Warthur
When recording Physical Graffiti, Led Zeppelin came out of the sessions with slightly more material than they required for a single album. As a result, they decided to put out a double album, with the extra space consisting of songs recorded in previous sessions but which had never made the cut for earlier albums. Usually, when a band pulls a move like this, it makes me profoundly suspicious because it raises a simple but important question: why, when this material wasn't good enough to be put out on an earlier album, is it suddenly good enough to release now?
In the case of Physical Graffiti, the answer is all too apparent: because the new material is so unimaginative, creatively bankrupt and weak that it makes the old rejects look good by comparison. If you really must listen to one of the great proto-metal bands of their day snooze their way through sub-Rolling Stones country-blues-rock then it's a goldmine, but it lacks all of the verve and vitality and life that the Stones invested the likes of Exile On Main Street with. Occasionally the Zeps break out of this creative rut to do something a little different, but this usually amounts to rehashing another song from their repertoire only making it worse.

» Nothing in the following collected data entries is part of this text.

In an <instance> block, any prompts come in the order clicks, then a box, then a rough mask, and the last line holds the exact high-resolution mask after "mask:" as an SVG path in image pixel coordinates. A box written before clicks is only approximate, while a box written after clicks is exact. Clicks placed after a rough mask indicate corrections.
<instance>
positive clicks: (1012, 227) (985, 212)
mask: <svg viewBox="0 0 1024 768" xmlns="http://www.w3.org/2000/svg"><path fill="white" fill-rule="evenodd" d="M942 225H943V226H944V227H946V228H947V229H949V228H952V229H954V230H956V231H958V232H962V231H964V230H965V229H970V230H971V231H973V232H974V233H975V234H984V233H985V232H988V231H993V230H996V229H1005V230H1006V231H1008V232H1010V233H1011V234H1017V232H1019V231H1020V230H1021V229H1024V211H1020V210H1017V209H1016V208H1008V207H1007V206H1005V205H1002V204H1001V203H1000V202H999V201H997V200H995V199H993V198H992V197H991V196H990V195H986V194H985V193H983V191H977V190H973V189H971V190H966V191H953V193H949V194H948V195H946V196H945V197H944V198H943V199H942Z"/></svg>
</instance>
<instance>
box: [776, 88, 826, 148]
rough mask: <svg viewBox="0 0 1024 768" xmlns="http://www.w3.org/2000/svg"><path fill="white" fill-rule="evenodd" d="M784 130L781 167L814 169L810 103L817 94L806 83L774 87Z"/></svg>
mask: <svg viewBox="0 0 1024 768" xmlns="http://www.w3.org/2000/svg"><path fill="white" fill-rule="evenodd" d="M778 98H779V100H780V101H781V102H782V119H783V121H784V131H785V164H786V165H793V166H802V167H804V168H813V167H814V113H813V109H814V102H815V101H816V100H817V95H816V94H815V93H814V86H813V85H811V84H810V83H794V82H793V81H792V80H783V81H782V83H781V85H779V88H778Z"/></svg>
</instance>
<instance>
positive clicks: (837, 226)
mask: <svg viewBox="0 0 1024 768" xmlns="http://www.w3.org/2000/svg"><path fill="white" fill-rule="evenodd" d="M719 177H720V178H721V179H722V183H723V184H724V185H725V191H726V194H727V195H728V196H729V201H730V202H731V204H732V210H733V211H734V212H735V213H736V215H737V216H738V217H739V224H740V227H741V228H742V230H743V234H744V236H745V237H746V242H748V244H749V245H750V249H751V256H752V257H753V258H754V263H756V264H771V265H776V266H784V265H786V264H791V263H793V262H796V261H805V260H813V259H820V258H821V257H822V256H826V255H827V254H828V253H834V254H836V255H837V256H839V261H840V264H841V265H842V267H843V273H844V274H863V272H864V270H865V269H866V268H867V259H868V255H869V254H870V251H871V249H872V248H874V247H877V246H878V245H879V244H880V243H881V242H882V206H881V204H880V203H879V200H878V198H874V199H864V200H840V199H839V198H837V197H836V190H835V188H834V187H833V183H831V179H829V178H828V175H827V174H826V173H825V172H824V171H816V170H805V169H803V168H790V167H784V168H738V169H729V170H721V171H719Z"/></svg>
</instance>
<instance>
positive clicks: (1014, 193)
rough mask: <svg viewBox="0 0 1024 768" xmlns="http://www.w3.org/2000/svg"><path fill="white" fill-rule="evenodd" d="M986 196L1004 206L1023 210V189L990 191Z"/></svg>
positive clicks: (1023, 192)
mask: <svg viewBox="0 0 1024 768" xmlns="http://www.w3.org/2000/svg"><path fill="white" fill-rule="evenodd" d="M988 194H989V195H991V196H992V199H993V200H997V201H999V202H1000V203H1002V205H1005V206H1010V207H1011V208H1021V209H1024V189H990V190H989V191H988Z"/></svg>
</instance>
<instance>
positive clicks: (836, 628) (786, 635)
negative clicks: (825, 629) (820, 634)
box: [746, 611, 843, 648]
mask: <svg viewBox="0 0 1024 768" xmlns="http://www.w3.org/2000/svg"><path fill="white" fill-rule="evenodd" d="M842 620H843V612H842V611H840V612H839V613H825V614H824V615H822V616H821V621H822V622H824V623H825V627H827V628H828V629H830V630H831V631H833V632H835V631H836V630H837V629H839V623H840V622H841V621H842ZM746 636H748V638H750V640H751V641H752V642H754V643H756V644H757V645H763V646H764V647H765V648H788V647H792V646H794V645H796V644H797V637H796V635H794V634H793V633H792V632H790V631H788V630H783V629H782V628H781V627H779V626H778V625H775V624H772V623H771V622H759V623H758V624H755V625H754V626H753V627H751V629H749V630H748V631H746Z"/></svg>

Kashmir, for example, uses the same drum-led sound as When The Levee Breaks, but adds dull, cliched, and unimaginatively applied strings to the mix and removes the aggression and power and apocalyptic dread that enthused that great album closer.
The first disc is devoted to the longer songs on the set, on which the band take a single musical idea and repeat it without any interesting variation until the listener is completely sick of it. The second disc is devoted to shorter songs, which somehow manage to take the sprawling tedium of In My Time of Dying or Trampled Under Foot and squeeze it down into 3-to-4 minute packages. Oh, and it has Boogie With Stu, which has to be the most useless and pointless song the band ever committed to vinyl. I defy anyone to argue that either disc, taken separately or together, is even remotely of the standard of any of the band's first four albums - or, hell, even Rush's Zep-worshipping first album. Or Presence. Or In Through the Out Door. Or Houses of the Holy.
Taken as a whole, Physical Graffiti is good for one thing only, and that's as an explanation for why punk had to happen: so that complacent, self-indulgent rock aristocracy like Led Zeppelin would no longer be allowed to get away with foisting such a lacklustre, slipshod, slapdash product on the paying public. After punk, dinosaur bands like Zeppelin had to work hard and produce decent products to demonstrate that they weren't extinct yet; beforehand, they could put out flabby, wheezy double albums like this and get critically acclaimed for them. I, personally, am not fooled.